Pathological autoimmunity is the result of a breakdown in immunological tolerance. This occurs during qualitative or quantitative changes in B- or T-reactive cells or autoantigens' activity and regulation. This breakdown in tolerance may be acquired or result from genetic abnormalities in the immune system's maturation.
Autoreactive cells can exert their pathogenic effects by different mechanisms: cytotoxicity of CD8 + T lymphocytes (exocytosis of cytotoxic molecules, induction of apoptosis of the target cell, etc.) and various mechanisms involving autoantibodies: cytotoxicity in the presence of complement (e.g., hemolytic anemia), deposits of immune complexes (e.g., lupus nephropathy), autoantibodies interfering with cell receptors (e.g., anti-acetylcholine receptor antibodies in myasthenia gravis). The abnormal secretion of cytokines, particularly pro-inflammatory such as interleukin 1, interleukin 6, or TNFα, also plays a crucial role in promoting inflammation and immune deregulation.
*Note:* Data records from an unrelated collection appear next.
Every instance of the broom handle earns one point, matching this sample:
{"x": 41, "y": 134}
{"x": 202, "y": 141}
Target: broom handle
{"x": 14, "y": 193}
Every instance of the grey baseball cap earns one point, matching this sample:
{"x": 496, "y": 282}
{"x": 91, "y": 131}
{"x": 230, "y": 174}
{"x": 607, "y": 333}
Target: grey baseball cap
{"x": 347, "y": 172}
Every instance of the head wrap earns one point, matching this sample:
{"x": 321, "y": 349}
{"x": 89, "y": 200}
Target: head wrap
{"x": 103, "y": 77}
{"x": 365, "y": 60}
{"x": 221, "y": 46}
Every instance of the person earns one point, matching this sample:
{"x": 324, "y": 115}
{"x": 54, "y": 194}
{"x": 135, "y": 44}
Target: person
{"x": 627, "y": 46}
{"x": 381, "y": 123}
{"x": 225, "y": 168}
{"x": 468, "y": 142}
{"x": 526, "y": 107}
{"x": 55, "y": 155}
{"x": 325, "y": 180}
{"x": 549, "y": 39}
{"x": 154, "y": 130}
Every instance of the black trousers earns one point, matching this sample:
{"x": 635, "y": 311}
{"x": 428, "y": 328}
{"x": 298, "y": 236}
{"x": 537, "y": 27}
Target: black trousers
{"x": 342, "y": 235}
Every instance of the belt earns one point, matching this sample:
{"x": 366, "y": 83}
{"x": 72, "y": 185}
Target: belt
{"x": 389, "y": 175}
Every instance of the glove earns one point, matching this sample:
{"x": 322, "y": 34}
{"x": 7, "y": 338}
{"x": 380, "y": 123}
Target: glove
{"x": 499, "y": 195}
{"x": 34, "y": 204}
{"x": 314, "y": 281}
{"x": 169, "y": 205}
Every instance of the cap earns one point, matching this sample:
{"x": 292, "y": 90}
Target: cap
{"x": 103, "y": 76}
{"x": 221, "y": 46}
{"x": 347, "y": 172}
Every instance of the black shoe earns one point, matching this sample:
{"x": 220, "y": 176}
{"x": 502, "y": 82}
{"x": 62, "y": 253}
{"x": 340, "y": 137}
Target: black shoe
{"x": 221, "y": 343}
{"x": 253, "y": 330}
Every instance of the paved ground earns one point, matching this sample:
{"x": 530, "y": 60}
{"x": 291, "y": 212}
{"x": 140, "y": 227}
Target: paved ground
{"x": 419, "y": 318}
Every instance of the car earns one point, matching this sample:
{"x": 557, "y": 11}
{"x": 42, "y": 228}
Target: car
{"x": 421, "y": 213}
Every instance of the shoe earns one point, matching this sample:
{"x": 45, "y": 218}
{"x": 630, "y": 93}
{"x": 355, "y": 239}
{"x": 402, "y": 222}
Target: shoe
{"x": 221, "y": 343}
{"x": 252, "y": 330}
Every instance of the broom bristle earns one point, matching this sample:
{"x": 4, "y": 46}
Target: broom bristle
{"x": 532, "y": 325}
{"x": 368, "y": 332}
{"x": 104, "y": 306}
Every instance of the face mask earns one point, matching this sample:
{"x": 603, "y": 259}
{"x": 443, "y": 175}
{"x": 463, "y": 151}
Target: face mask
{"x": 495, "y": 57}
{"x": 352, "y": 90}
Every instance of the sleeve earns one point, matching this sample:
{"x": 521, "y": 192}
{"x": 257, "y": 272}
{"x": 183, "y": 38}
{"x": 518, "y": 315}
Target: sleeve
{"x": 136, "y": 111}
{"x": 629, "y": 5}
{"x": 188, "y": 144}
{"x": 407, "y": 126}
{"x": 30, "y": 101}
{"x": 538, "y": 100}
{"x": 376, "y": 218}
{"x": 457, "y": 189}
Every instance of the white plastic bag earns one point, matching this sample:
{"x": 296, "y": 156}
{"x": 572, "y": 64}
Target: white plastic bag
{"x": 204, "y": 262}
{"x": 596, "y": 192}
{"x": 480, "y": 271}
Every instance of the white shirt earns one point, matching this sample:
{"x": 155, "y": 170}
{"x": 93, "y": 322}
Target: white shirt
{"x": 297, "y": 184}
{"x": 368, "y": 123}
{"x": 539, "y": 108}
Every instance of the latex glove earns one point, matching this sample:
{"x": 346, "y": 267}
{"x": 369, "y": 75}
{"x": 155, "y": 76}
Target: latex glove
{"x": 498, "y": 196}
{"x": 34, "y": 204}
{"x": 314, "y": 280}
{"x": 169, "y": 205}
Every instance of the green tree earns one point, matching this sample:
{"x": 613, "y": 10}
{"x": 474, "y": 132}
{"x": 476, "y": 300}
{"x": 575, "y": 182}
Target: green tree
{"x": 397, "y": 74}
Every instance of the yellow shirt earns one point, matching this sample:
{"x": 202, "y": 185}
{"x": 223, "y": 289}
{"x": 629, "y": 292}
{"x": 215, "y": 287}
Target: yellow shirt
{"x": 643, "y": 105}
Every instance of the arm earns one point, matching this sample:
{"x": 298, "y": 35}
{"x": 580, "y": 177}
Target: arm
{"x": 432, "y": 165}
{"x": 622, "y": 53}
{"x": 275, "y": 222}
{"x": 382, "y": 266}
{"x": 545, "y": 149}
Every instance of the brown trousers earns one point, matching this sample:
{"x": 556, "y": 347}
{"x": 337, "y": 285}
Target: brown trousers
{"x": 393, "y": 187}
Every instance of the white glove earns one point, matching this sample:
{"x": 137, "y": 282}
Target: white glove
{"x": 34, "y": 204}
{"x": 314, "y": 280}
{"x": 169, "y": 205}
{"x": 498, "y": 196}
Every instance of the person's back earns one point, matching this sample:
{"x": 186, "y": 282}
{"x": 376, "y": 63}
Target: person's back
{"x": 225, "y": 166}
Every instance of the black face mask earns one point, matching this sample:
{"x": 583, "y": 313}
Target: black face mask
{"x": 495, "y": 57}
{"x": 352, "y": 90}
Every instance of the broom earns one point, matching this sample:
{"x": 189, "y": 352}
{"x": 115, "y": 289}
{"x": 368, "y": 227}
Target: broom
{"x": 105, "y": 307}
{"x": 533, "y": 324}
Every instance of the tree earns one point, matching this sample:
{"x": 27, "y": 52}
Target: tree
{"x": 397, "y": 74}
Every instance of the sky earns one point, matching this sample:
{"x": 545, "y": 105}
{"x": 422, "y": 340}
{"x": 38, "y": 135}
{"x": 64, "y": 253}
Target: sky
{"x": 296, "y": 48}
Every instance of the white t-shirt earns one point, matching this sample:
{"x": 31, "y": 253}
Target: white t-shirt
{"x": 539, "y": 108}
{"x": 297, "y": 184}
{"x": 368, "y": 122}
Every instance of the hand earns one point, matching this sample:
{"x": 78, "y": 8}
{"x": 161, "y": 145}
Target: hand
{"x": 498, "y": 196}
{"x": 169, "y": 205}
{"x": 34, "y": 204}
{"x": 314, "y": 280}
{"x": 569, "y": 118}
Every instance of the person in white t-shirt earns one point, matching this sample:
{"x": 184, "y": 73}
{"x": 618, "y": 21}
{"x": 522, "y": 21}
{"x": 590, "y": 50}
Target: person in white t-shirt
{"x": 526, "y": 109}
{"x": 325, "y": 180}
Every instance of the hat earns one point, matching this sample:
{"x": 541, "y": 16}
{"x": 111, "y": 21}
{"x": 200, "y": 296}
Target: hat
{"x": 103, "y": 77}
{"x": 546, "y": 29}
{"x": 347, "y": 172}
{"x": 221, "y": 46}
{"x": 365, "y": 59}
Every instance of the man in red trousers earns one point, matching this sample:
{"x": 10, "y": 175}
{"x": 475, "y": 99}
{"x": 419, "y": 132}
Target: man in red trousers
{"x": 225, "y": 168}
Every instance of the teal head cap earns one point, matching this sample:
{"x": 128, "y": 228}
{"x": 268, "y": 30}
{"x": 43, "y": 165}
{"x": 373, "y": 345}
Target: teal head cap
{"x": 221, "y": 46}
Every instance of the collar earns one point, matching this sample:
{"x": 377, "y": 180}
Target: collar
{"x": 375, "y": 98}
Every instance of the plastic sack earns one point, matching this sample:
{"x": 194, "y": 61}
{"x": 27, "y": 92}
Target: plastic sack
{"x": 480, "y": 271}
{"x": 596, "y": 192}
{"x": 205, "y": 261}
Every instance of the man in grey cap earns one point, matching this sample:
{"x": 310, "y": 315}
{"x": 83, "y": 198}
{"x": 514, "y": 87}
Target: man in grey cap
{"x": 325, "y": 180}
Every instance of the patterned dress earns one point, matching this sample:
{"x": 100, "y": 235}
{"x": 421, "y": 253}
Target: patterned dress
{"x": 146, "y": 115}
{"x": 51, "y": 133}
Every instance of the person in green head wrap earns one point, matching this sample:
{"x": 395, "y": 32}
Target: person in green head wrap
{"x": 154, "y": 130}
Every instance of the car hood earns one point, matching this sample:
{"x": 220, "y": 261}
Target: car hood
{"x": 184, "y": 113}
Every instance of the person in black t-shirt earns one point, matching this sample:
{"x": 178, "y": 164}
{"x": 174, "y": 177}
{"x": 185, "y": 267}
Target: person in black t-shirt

The presence of isolated autoimmune biology (for example, the isolated positivity of an anti-nuclear antibody test) without clinical manifestation or other biological manifestation is not sufficient to strictly define an autoimmune disease. However, in many cases, pathological autoimmunity appears before clinical signs appear, and medical monitoring is therefore recommended. Historically, autoimmune disease has been defined according to different criteria (Box 14.1). Main elements allowing to define an autoimmune disease
The immunological reaction of the immune system (autoantibodies, autoreactive cells) vis-à-vis a tissue or organ of the self.
Demonstration of these autoreactive effectors' pathogenic power in vitro or in vivo by transfer from one individual to another (in practice rarely demonstrated).
Reproduction of the disease by immunization against the target autoantigen.
Prevention and control of disease by the administration of immunosuppressive therapy.
Researchers like Paul E. Love who pioneers immunology research and investigations at the National Institute of Health (NIH) are the flagbearer of progress with respect to the treatment of autoimmune diseases.
His primary research focuses on the role and function of the immune receptor-tyrosine based activation motives (ITAMs), one of the groups of lymphocytes required for the clearance of infectious pathogens and tumour monitoring in the TCR - the leading activation receiver via T cells.